In your laboratory notebook, complete the following:
- For each step in the code used to analyze the SMM data, provide a brief description of the purpose (ie what is the code doing?).
- If a figure was generated at the step, include it!
- Attach a list of the 'hits' you identified.
Part 2: Visually evaluate chemical structures of positive hits
Proteins and small molecules interact in a process referred to as molecular recognition. In molecular recognition, the non-covalent complexes that form are defined by two characteristics: specificity and affinity.
- Specificity distinguishes a specific binding partner from the milieu of potential binding partners in complex environments.
- Affinity dictates the likelihood of binding based on the concentration of a specific binding partner in a milieu of potential binding partners such that high affinity partners at low concentrations are not outcompeted by low affinity partners and high concentrations.
In cells, proteins are critical macromolecules that perform numerous roles related to structure, mechanics, metabolism, and signaling. In these roles, proteins do not work in a vacuum; rather the biological roles of proteins are dependent on direct physical interactions with other molecules. Though our focus is on small molecule binders, proteins also interact with other proteins, nucleic acids, oxygen, and metals. In all cases, the interactions are characterized by protein-ligand-solvent binding kinetics.

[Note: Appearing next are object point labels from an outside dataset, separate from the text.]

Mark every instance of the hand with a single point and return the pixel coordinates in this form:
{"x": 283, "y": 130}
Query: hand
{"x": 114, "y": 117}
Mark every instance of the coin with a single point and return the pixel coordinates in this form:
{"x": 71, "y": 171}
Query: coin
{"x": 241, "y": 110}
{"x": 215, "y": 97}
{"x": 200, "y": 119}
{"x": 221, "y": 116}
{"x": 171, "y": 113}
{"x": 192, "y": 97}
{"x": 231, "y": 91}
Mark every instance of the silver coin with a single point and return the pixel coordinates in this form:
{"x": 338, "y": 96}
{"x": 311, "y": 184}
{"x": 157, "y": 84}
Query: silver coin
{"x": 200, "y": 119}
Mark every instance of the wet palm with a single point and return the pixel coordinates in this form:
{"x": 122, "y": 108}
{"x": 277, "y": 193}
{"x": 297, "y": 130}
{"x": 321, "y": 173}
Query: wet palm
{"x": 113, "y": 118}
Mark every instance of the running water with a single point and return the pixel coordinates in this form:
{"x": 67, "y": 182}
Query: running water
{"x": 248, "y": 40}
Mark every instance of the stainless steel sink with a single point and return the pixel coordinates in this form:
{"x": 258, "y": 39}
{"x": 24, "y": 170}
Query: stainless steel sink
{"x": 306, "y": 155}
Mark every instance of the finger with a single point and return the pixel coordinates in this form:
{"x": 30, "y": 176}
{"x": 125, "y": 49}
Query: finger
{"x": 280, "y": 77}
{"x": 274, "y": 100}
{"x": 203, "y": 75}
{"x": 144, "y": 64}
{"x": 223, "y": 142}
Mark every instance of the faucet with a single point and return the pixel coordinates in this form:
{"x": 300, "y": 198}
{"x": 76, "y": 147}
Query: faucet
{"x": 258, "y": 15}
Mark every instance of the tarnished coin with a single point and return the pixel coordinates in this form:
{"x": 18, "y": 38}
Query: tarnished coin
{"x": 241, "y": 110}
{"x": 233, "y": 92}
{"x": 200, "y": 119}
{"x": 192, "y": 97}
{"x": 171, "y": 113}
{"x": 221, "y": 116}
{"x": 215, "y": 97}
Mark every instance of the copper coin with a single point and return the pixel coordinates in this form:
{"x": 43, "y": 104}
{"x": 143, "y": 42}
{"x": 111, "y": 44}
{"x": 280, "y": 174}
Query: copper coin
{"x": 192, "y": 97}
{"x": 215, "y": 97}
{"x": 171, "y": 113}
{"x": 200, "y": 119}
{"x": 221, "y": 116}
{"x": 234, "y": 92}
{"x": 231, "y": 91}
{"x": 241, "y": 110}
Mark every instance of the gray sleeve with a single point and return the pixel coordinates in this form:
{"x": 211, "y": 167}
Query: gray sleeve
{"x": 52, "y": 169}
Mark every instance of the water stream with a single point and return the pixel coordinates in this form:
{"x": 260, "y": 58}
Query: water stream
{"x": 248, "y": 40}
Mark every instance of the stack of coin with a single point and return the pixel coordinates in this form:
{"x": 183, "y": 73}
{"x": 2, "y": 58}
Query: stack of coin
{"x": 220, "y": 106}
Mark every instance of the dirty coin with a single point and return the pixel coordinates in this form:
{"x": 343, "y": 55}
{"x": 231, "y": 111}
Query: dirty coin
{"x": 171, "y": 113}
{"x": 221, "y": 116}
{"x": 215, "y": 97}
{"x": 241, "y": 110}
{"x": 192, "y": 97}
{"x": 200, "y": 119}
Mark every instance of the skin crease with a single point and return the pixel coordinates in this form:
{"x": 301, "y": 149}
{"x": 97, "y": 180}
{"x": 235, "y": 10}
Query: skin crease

Though beyond the scope of this module, protein-ligand-solvent binding kinetics are defined as a thermodynamic system composed of solute (proteins and binders) and solvent (liquid that contains the proteins and binders). In that protein-small molecule complexes result in heat transfer, the driving forces that promote these interactions are due to energy exchanges that are characterized by Gibbs free energy (ΔG). ΔG measures the capacity of a thermodynamic system to do maximum or reversible work at constant temperature and pressure. When at equilibrium with constant temperature and pressure, protein-small molecule binding occurs when the change in ΔG is negative. The magnitude of ΔG provides insight into the stability of a protein-small molecule complex.
Another method for assessing protein-small molecule binding is to visually inspect known small molecule binders for common features / structures. Though you may not realize it, you did this on M2D1! Remember the information regarding lactose and IPTG? In both of these examples, the molecules share a feature that enables binding to the same target (LacI for lactose and IPTG). Your goal for today is to carefully examine the hits identified by the class and identify any common features / structures. As in the image below, it is possible that multiple features will be present within the same small molecule.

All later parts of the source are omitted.